Remark: This has a trick in it. (They all do). The question asks about a speed below the starting point (which is 90 meters above the ground level and you are asking what happens at 89 meters, the distance is actually - 1 meters (remember I always take down to be minus.)
Givens
d = - 1
a = - 9.81
vi = 80.5 upwards (positive)
vf = ??
Equation
vf^2 = vi^2 + 2*a*d
vf^2 = 80.5^2 + 2*(-9.81)(-1)
vf^2 = 6480.25 + 19.62
vf = - sqrt(6499.82) You are going down remember.
vf = - 80.62
18
Remark: I had help from @Mathmate who told me that what I was overlooking the fact that vi is zero. I've watched hundreds of NASA Rocket launches and I would never in a million thought of the initial velocity being zero, but it is. Think back to any launch you have ever seen. Don't they start at zero?
Givens
vi = 0
vf = 40 m/s
d = 97
a = ????
Equation
vf^2 = vi^2 + 2*a*d
Solve
40^2 = 0 + 2 * a * 97)
1600 = 194a
a = 1600 / 194
a = 8.25
Note a 5 is always hard to handle in rounding. Apparently the rule for you is don't. Anyway it is going up.
19
Givens
Remark Remember up is plus, down is minus.
vi = 30
a = - 1.62
d = 180 which I assume is up.
Comment: This is one of the nastiest questions you could get if you have never seen it before.
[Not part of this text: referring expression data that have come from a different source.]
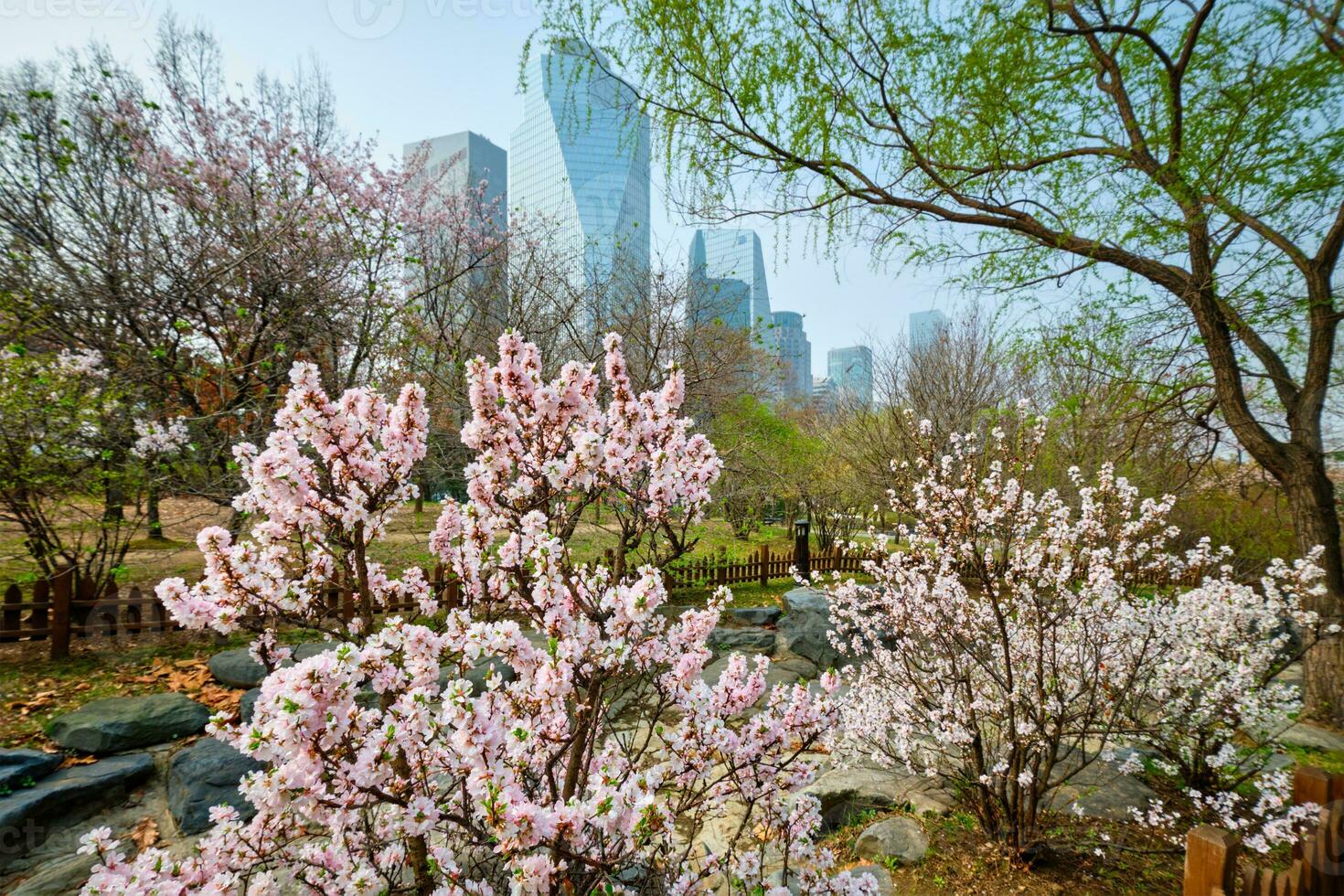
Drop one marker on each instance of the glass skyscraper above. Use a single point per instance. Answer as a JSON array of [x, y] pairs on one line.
[[464, 160], [849, 371], [728, 278], [580, 164], [795, 357]]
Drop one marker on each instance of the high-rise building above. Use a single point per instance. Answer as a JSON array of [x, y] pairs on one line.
[[926, 328], [580, 162], [849, 371], [823, 394], [464, 162], [459, 165], [728, 278], [795, 355]]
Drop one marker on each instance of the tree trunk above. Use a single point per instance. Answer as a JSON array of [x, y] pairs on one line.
[[156, 527], [1310, 496]]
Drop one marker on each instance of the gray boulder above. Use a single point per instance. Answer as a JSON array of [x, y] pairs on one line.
[[205, 775], [1101, 790], [126, 723], [484, 669], [742, 641], [805, 627], [752, 615], [237, 669], [786, 670], [248, 704], [65, 875], [900, 838], [30, 816], [846, 793], [25, 767], [880, 875]]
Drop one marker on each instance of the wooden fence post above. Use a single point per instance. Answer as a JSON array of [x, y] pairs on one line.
[[12, 618], [801, 558], [62, 589], [1210, 861]]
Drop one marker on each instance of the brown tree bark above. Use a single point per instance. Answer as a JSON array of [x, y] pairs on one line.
[[1310, 496]]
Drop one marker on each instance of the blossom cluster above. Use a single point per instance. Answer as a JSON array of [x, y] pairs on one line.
[[554, 730], [1018, 637], [160, 438]]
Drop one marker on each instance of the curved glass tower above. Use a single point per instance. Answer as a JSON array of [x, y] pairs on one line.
[[580, 163], [728, 278]]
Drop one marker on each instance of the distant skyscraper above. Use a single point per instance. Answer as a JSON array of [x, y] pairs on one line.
[[849, 371], [581, 162], [464, 160], [457, 164], [926, 328], [728, 278], [795, 355], [823, 394]]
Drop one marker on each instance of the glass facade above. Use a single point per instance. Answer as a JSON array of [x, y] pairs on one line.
[[849, 371], [728, 280], [795, 357], [580, 163], [464, 160]]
Almost everyone I know has to be taught how to do it the first time. Here's what the problem is. If you try to find t directly you are going to have to use
d = vi*t + 1/2at^2
You could do that, but the trouble is that you get 2 values for t and it is very hard to decide which is correct. The two values are t = 7.53 and 29.02. On the strength of rounding, you could pick 30, but then the question would have 2 answers and that is not possible.
What to do you ask? This is one of the very few times you will have to solve for vf becore you can solve for t
Equation
vi = 30 m/s
a = - 1.62 m/s^2
d = 180 (up)
vf = ???
vf^2 = vi^2 + 2*a*d
vf^2 = 30^2 + 2(-1.62)(180)
vf^2 = 316.8 which I take to be ascending
vf = 17.79 m/s
I'm going to let you complete the problem.
Equation
a = (vf - vi)/t
You have vi vf and a (remember a is minus). Solve for t. This part should be easy.
20
Remark. This little piece of work depends on "what goes up must come down." And at the same speed it went up.
Givens
vi = 41
vf = -41
a = - 9.81
t = ????
Equation
a = (vf - vi)/t
Solve
-9.81 = (-41 - 41) / t
t = - 82/- 9.81
t = 8.359 which they make as 8.4. This set of exercies is inconsistent about what to do with a 5 when rounding. Anyway, I am done.